Mystical, or perhaps mythical?
Independence set a world record last week for hitting a low that was 10 full degrees below its previous low. It was 31 degrees, but it had never gone below 41 on April 14 before!
Weathermen were as giddy as Florida weathermen are when a hurricane is approaching. They touted this record-setting as if the united citizenry of the greater Kansas City area had worked hard to achieve it. I was impressed by their ability to turn lemons into lemonade for the viewing public.
Mark was not impressed at all. “You said I could leave if it was below 65,” he stated. (He had negotiated in an extra 30 degrees, but it was pretty much a moot point by now.)
“OK, go,” I said. “Think of me when you’re on the beach.”
“You mean you’re not coming with me?”
“I have to mind the store, at least until we find a manager,” I said.

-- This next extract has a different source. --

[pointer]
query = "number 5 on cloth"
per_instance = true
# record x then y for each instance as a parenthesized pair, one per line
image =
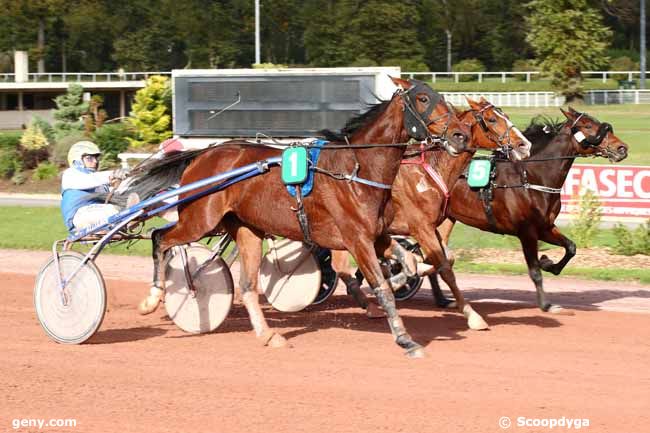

His shoulders slumped. I didn’t have the heart to tell him I was having a great time in the store. It didn’t even feel like working. And I should’ve known this would happen because, when I was little, I liked playing store. When I was a teenager, I worked in a store. I put myself through college clerking at a store and, when I first moved to Florida, I sought out a job as manager of a store.
When stores go away due to the ever-increasing popularity of online shopping, I will be sad. I will also be stuck with two buildings perfectly adapted to retail. I knew I was betting against the odds. Even Walmart has been trying to sell its extra buildings to prisons, or so I hear.
But me, I’m hoping retail comes back, and that people will decide they want to see and touch things before they buy them. In the meantime, I’m thinking of diversifying my portfolio to include a cardboard-manufacturing plant and the trucking industry. All these cardboard boxes! All these deliveries!
Another good thing to do would be to start planning ahead on how I can convert my two perfect retail buildings to cardboard recycling facilities. I mean, where do all the empty boxes go? My heart goes out to hoarders, those collectors of all things useful and useless, well-loved by antiques dealers everywhere. If anyone has a Superman #1 comic book, it’s them — not that they could get to it.
But what are they doing with all this cardboard they get “free” with every online purchase? They’re saving it, of course, but where? Are there storage units full of nothing but FedEx and UPS boxes? Are we facing a tree shortage?
And, if we are, how can I best convert a retail storefront into a tree nursery?
I’m always looking for the next big thing. I’d say, “I’ll be rich someday,” but time is running out.